If The Producers is not original screenwriting, nothing is. Mel Brooks introduces a completely new style of comedy, which Time magazine called “pell-Mel lunacy [and] wild, ad-lib energy.” The script explodes all former ideas of taste and political correctness, or as Brooks himself put it: “My films rise below vulgarity” (A). But beyond comedy brilliance and original genius, The Producers is also a fine comentary on the eternal formula for showbiz success — that there is no formula at all. Just as Max is dumbfounded by the popularity of his sure-fire flop — “I picked the wrong play, the wrong director, the wrong cast. Where did I go right?” — the real showbiz world routinely scratches its head when all the right pieces do not ensure success.

In the case of The Producers, each element is perfect, from Brooks’ writing/directing to the casting of the two leads. At the time, the box office draw was obviously Mostel, who had been a huge Broadway star (like his character Max) before being blacklisted in the McCarthy era (leading to his tragic role with Woody Allen in The Front). But while Mostel was the film’s initial main attraction, its biggest hindsight draw is easily Wilder, as new generations yearn to see the origin of the man they so fondly remember from their childhoods in Willy Wonka & The Chocolate Factory (1971).

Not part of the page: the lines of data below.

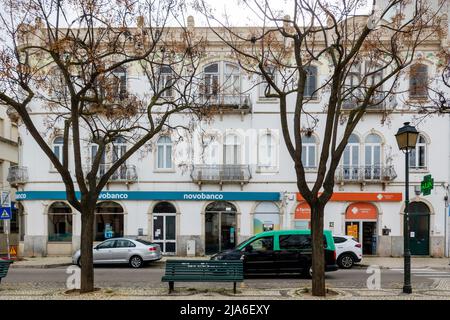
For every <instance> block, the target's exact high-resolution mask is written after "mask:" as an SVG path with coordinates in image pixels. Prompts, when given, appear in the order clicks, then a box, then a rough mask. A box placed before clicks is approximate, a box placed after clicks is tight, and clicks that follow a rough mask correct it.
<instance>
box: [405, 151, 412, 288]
mask: <svg viewBox="0 0 450 320" xmlns="http://www.w3.org/2000/svg"><path fill="white" fill-rule="evenodd" d="M409 151H410V150H409V149H408V148H407V149H406V152H405V212H404V216H403V245H404V248H403V258H404V269H403V273H404V281H403V293H412V288H411V251H410V250H409V236H410V235H409V214H408V211H409V210H408V207H409Z"/></svg>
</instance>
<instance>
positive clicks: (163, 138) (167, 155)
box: [156, 136, 172, 169]
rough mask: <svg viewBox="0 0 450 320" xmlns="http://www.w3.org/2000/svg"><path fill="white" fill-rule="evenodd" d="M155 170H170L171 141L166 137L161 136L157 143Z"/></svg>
mask: <svg viewBox="0 0 450 320" xmlns="http://www.w3.org/2000/svg"><path fill="white" fill-rule="evenodd" d="M156 148H157V153H158V157H157V164H156V168H157V169H172V140H171V139H170V137H168V136H161V137H160V138H159V139H158V141H157V143H156Z"/></svg>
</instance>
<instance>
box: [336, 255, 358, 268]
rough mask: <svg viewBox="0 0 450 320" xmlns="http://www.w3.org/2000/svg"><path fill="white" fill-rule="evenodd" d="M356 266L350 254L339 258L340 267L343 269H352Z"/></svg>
mask: <svg viewBox="0 0 450 320" xmlns="http://www.w3.org/2000/svg"><path fill="white" fill-rule="evenodd" d="M354 264H355V260H354V259H353V257H352V255H350V254H342V255H340V256H339V259H338V265H339V267H341V268H342V269H350V268H351V267H353V265H354Z"/></svg>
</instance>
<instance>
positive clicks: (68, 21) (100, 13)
mask: <svg viewBox="0 0 450 320" xmlns="http://www.w3.org/2000/svg"><path fill="white" fill-rule="evenodd" d="M1 4H2V7H3V9H4V10H3V11H2V12H1V14H0V23H1V24H0V28H1V29H2V37H3V39H2V45H1V49H0V73H1V74H2V76H1V78H0V102H1V103H2V104H4V105H6V106H8V107H9V109H10V114H12V115H13V116H16V117H17V118H19V119H20V121H21V123H23V125H24V126H25V127H26V129H27V130H28V131H29V132H30V134H31V136H32V137H33V139H34V140H35V141H36V143H37V144H38V145H39V147H40V148H41V149H42V151H43V152H44V153H45V155H46V156H47V157H48V158H49V159H50V161H51V163H52V164H53V166H54V167H55V168H56V170H57V171H58V172H59V174H60V175H61V178H62V181H63V182H64V185H65V188H66V192H67V200H68V202H69V203H70V204H71V205H72V206H73V207H74V208H75V209H76V210H78V211H79V212H81V221H82V230H81V265H82V267H81V292H82V293H84V292H90V291H93V290H94V272H93V266H92V261H93V260H92V259H93V257H92V245H93V230H94V213H95V209H96V203H97V199H98V197H99V194H100V192H101V191H102V189H103V188H104V187H105V185H106V184H107V182H108V180H109V179H110V178H111V177H113V175H115V174H116V175H117V174H123V173H125V174H127V172H126V170H127V168H126V161H127V159H129V158H130V156H131V155H133V154H134V153H135V152H136V151H137V150H139V149H140V148H141V147H143V146H145V145H146V144H147V143H149V142H150V141H151V139H152V138H153V137H154V136H155V135H156V134H158V133H160V132H162V131H164V130H168V129H171V128H175V127H182V128H184V129H188V130H189V129H190V127H191V125H192V123H193V120H195V119H198V117H201V116H203V108H202V106H201V104H199V103H198V101H197V99H198V98H197V97H198V94H197V93H196V88H197V87H198V85H196V79H195V74H196V71H197V67H198V62H199V59H200V57H201V56H202V50H203V47H204V46H203V42H202V40H201V39H198V38H195V37H194V36H192V33H191V31H190V29H189V28H187V27H185V26H184V24H183V21H184V17H183V12H185V7H184V3H183V2H182V1H178V0H147V1H140V2H134V1H105V0H79V1H70V2H67V1H61V0H14V1H13V0H2V1H1ZM169 25H171V27H169ZM130 75H133V77H130ZM131 78H134V79H136V78H138V79H140V81H139V82H133V81H134V80H133V79H131ZM127 83H128V85H127ZM130 84H133V88H132V89H133V90H129V89H128V88H127V86H128V87H130ZM36 111H39V112H40V113H42V112H45V113H46V114H47V116H45V117H44V118H43V117H42V116H36V115H35V114H34V112H36ZM176 113H177V114H180V113H181V114H182V115H183V116H184V121H183V123H179V124H176V125H171V124H170V119H171V116H172V115H174V114H176ZM59 124H60V128H59V130H58V132H59V133H58V134H60V135H62V136H63V140H64V143H63V152H62V157H58V156H57V155H55V154H54V153H53V151H52V148H51V147H50V146H49V145H48V143H47V139H46V134H47V133H48V131H49V129H52V130H53V129H54V128H55V127H58V126H59ZM43 128H44V129H43ZM119 142H120V143H122V144H123V143H126V144H127V145H128V146H130V147H129V148H128V149H127V150H126V151H125V152H118V148H116V145H117V143H119ZM86 144H94V145H96V148H94V149H93V150H95V151H96V152H93V154H92V155H91V157H90V161H87V159H89V157H86V154H85V152H83V150H85V149H84V147H85V146H86ZM105 154H111V156H110V158H109V160H110V163H109V164H108V163H106V162H105ZM69 155H70V158H72V159H73V160H74V166H75V168H73V169H72V170H73V171H72V174H71V171H70V168H69V161H68V159H69ZM123 170H125V172H124V171H123ZM77 190H79V191H80V194H81V196H80V197H77V194H76V192H77Z"/></svg>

While Wonka is Wilder’s career role, he is unbelievably funny in The Producers. Wilder had previously appeared in a small, but hilarious hitchhiking role in Bonnie and Clyde (1967), but his hysterical panic attacks in The Producers are the stuff comedy dreams are made of. When he freaks out, yelling, “I’m hysterical,” Mostel splashes him with water, causing Wilder to say, “I’m wet! I’m hysterical and I’m wet!” Fed up, Mostel socks him in the face with a punch, to which Wilder hilariously complains, “I’m in pain! And I’m wet! And I’m still hysterical!”

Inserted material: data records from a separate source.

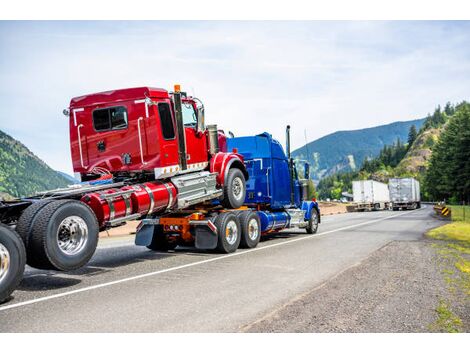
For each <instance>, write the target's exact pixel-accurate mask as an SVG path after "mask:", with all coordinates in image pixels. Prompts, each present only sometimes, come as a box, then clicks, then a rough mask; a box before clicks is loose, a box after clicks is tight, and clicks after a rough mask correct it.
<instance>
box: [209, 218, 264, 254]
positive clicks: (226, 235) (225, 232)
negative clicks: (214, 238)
mask: <svg viewBox="0 0 470 352" xmlns="http://www.w3.org/2000/svg"><path fill="white" fill-rule="evenodd" d="M214 224H215V225H216V227H217V231H218V233H217V235H218V242H217V249H218V251H219V252H221V253H233V252H235V251H236V250H237V248H238V247H241V248H255V247H256V246H257V245H258V243H259V240H260V238H261V224H260V219H259V216H258V214H257V213H256V212H254V211H251V210H243V211H239V212H237V213H235V212H226V213H221V214H219V215H218V216H217V218H216V220H215V223H214Z"/></svg>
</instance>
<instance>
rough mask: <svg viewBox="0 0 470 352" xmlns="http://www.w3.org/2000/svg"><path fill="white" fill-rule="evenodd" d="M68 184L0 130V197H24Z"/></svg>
mask: <svg viewBox="0 0 470 352" xmlns="http://www.w3.org/2000/svg"><path fill="white" fill-rule="evenodd" d="M70 183H71V182H69V181H68V180H67V179H66V178H65V177H64V176H62V175H60V174H59V173H57V172H56V171H54V170H53V169H51V168H50V167H49V166H48V165H47V164H46V163H45V162H44V161H42V160H41V159H39V158H38V157H37V156H36V155H34V154H33V153H32V152H31V151H30V150H29V149H28V148H26V147H25V146H24V145H23V144H22V143H20V142H18V141H17V140H16V139H14V138H12V137H11V136H9V135H7V134H6V133H4V132H2V131H0V197H2V198H3V199H8V198H10V196H12V197H21V196H28V195H32V194H34V193H35V192H38V191H45V190H49V189H54V188H58V187H66V186H67V185H69V184H70Z"/></svg>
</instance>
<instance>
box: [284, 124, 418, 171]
mask: <svg viewBox="0 0 470 352" xmlns="http://www.w3.org/2000/svg"><path fill="white" fill-rule="evenodd" d="M424 121H425V119H418V120H412V121H400V122H394V123H391V124H388V125H381V126H376V127H371V128H364V129H360V130H354V131H338V132H335V133H332V134H329V135H327V136H324V137H322V138H320V139H317V140H315V141H313V142H310V143H308V144H307V145H306V146H303V147H301V148H299V149H297V150H295V151H293V153H292V155H293V157H294V158H298V159H304V160H308V161H309V162H310V165H311V167H312V168H311V175H312V177H313V178H314V179H315V180H320V179H322V178H324V177H326V176H330V175H333V174H335V173H338V172H346V171H354V170H358V169H360V168H361V166H362V163H363V161H364V160H365V159H366V158H373V157H376V156H377V155H378V154H379V152H380V150H381V149H382V148H383V147H384V146H386V145H391V144H392V143H394V142H395V141H396V140H397V139H400V140H401V141H406V140H407V137H408V131H409V129H410V127H411V126H412V125H415V127H416V128H417V129H420V128H421V126H422V125H423V123H424ZM307 151H308V153H307ZM307 154H308V155H307Z"/></svg>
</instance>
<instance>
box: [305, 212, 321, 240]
mask: <svg viewBox="0 0 470 352" xmlns="http://www.w3.org/2000/svg"><path fill="white" fill-rule="evenodd" d="M318 220H319V214H318V210H317V209H316V208H312V212H311V214H310V219H309V220H308V225H307V228H306V230H307V233H308V234H310V235H311V234H314V233H317V231H318V222H319V221H318Z"/></svg>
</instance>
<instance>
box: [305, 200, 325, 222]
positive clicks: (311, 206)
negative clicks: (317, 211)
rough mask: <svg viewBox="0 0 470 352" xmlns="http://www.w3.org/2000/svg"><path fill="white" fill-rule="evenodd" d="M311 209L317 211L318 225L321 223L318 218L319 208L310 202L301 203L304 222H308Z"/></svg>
mask: <svg viewBox="0 0 470 352" xmlns="http://www.w3.org/2000/svg"><path fill="white" fill-rule="evenodd" d="M312 208H315V209H316V210H317V211H318V223H320V222H321V216H320V208H319V207H318V203H317V202H314V201H311V200H304V201H303V202H302V210H304V211H305V220H306V221H307V220H310V213H311V212H312Z"/></svg>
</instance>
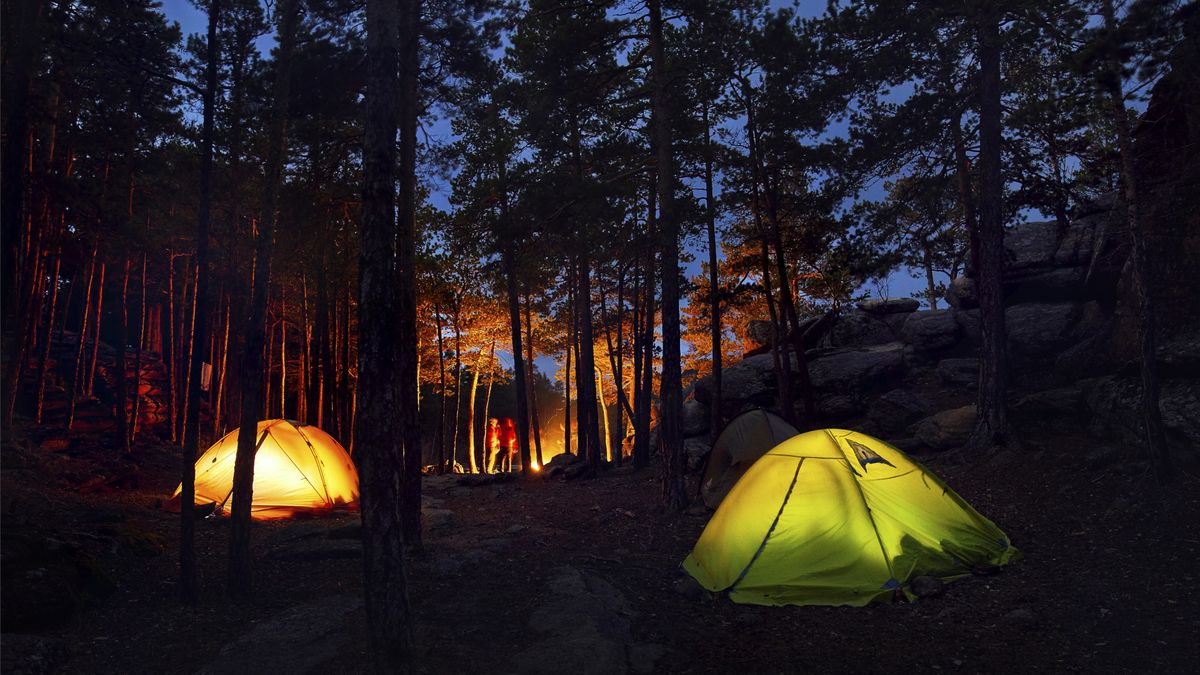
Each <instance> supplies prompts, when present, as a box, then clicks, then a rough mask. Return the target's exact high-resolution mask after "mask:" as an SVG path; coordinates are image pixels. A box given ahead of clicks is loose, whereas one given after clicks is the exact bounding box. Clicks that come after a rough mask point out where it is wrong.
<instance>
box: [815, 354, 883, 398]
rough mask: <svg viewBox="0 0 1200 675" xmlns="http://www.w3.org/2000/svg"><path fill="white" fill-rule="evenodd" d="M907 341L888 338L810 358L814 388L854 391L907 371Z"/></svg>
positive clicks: (827, 390) (828, 389) (842, 392)
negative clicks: (889, 341)
mask: <svg viewBox="0 0 1200 675" xmlns="http://www.w3.org/2000/svg"><path fill="white" fill-rule="evenodd" d="M905 368H906V366H905V359H904V345H902V344H900V342H888V344H887V345H876V346H871V347H865V348H862V350H830V351H828V352H823V353H821V354H818V356H815V357H814V358H812V360H810V362H809V376H810V377H811V380H812V386H814V388H816V389H818V390H826V392H838V393H850V392H862V390H865V389H878V388H881V387H886V386H887V383H889V382H892V381H894V380H896V378H898V377H900V376H902V375H904V372H905Z"/></svg>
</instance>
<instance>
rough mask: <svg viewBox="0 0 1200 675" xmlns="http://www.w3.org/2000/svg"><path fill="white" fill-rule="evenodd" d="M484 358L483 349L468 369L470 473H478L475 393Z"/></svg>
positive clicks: (478, 472)
mask: <svg viewBox="0 0 1200 675" xmlns="http://www.w3.org/2000/svg"><path fill="white" fill-rule="evenodd" d="M482 360H484V350H480V351H479V354H476V356H475V365H473V366H472V369H470V396H469V398H470V401H469V402H468V404H467V465H468V471H469V472H470V473H479V462H476V461H475V394H476V392H478V390H479V366H480V365H481V364H480V362H482Z"/></svg>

Hysterical is right. Wilder’s golden performance sparked a working relationship with Brooks that, six years later, would provide a pair of comedic performances in a single year that has yet to be equalled: Blazing Saddles (1974) and Young Frankenstein (1974). Fans of either of these films should instantly go back to The Producers to see the comedy that got the entire Brooks-Wilder ball rolling.

But the Gene Wilder fan club isn’t the only thing keeping The Producers durable decades later. Its material remains so freshly funny that it was transformed by Brooks and Glen Kelly into a hit Broadway musical in 2001, running for 2,502 performances and winning a record-breaking 12 Tony Awards, including Best Musical (Brooks himself would take home three). The material was also remade for the silver screen in a 2005 film starring Nathan Lane, Matthew Broderick, Uma Thurman and Will Ferrell.